SelfiewithMother“Oh my soul,” Mother giggled as I handed her the print. “Isn’t that something?”

I’ve only had my iphone for three months, and this was my first selfie. But some things never change. There was the same frozen look on my face, just like in our black-and-white Christmas cards from the late 50’s and early 60’s. Those pictures were family selfies.

To take a photograph with the old brownie box camera, which didn’t have a timer, my father rigged a long pole with a nail on the end to push down the shutter. He’d positioned the camera on a table or stool, take his place on the left side of the framed picture (on the piano bench or picnic table), hold the pole out of the picture’s frame and click the shutter with the pole’s nail.

“Ready? Hold still,” he’d say, and the drama would begin. We’d hold our breaths, our eyes following the unsteady approach of the pole’s nail to the camera’s shutter. More often than not, the pole or nail would knock the camera out of position, and my father would get up and start the process all over again. You could always tell those photographs were selfies, and not taken by someone else, because my father’s left arm was missing.

It seemed like it took an agonizingly long time before he got a shot. Even then, many prints came back with the pole showing and some of us only partly in the picture. We didn’t have too many no-pole-everybody-accounted-for pictures from which to choose. And getting five people – three of them little girls – to look good in the same picture was just short of a miracle.

As if the “hold still” drama wasn’t enough, I was wiggly in those days. I mean really wiggly. But I tried so hard to be dutiful, and my efforts clearly showed. I’d clench every muscle in my body including my face and end up looking like a Diane Arbus circus character.

Maybe I’m like my father in this shot, holding my arm out, my face peering at the camera and showing my wondering. “Did it take? Did I get us in the picture frame? Did I jiggle the camera?” But as I said, some things never change. After seeing the image, I thought, “Mother looks great, but I look stiff. I wish I’d worn a bright-colored top, combed my hair, put on makeup, smiled…”

Self, selfie, selfish.

The look on Mother’s face when I gave her the printed picture and the sound of her giggle – that’s what I treasure. I’ve added that memory to the one of my father with the brownie box camera and the pole with the nail at the end and his missing left arm.

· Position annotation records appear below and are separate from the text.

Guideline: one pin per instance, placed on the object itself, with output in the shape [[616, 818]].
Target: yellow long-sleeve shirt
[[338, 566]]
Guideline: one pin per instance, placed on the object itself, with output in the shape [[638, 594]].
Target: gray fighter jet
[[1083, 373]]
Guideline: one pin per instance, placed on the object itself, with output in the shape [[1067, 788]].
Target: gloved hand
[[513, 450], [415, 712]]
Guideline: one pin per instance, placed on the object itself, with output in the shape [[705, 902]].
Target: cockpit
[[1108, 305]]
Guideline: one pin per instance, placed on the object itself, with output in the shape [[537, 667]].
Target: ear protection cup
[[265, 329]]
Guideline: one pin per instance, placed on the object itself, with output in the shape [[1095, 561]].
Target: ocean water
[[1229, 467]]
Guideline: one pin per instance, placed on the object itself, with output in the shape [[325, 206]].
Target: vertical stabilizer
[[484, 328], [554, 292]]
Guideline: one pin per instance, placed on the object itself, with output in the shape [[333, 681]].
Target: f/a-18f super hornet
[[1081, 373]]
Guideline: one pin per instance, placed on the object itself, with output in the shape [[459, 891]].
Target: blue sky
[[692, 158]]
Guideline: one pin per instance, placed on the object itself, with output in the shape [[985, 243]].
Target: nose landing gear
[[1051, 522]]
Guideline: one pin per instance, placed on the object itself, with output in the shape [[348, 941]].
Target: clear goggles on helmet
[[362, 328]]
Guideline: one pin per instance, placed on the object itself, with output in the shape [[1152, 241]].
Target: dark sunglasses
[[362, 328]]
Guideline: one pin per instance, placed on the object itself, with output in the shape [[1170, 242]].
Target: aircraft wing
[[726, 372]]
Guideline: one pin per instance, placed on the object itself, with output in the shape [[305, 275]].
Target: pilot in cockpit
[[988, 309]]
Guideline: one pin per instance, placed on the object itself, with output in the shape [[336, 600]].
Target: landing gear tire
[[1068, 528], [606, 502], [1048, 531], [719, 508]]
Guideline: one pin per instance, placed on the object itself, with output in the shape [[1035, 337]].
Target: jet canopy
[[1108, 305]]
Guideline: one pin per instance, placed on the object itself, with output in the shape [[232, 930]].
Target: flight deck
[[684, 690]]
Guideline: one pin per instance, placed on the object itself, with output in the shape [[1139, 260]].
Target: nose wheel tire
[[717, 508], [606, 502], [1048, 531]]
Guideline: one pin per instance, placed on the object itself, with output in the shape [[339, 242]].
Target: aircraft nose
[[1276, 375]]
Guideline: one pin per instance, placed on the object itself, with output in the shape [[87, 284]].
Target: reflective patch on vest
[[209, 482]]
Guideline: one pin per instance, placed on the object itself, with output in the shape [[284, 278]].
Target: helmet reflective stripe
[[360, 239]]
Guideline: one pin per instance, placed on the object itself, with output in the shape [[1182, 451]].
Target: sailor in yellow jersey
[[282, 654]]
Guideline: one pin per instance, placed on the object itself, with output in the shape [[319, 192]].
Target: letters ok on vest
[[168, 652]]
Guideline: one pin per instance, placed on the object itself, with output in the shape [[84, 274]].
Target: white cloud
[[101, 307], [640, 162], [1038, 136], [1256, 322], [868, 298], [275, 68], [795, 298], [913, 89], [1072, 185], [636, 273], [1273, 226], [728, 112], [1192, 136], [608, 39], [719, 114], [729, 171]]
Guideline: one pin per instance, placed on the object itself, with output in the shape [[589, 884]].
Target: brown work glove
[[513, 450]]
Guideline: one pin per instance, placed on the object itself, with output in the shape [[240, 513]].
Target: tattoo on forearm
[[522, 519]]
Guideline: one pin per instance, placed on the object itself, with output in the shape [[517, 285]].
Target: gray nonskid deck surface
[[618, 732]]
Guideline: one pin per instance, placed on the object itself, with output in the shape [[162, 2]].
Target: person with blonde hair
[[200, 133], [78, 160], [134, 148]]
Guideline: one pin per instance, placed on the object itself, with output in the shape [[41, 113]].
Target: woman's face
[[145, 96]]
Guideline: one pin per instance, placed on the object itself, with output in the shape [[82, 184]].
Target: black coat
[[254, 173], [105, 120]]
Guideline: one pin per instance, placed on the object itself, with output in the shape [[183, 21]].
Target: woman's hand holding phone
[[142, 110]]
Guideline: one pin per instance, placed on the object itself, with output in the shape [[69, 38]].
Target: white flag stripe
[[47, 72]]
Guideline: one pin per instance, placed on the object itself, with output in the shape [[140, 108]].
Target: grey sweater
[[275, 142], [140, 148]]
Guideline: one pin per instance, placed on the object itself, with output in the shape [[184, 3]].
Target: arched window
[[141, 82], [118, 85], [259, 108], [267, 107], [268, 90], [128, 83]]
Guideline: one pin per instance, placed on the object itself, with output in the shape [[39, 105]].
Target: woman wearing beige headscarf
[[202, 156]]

“Ready? Hold still,” long pause, pole approaching the camera, nail landing on the shutter, and click.

2 Comments

  1. Dianne Klingemann

    Thanks Carole, I loved this post. I have 2 comments. 1) maybe you thought it too SO long for your Brownie Selfie because you were little and had too many things you wanted to “get on with” when really it was only a minute or two. 2) The look on your mother’s face in the picture could be considered “priceless”.

    Dianne

    Reply
    • Carole Duff

      Thanks so much, Dianne. Oh, yes. In childhood, things could seem to take forever, like waiting for Christmas, or last forever, like summertime. And time, especially with our loved ones, is the most valuable thing we have. Thanks for your comment! -C.D.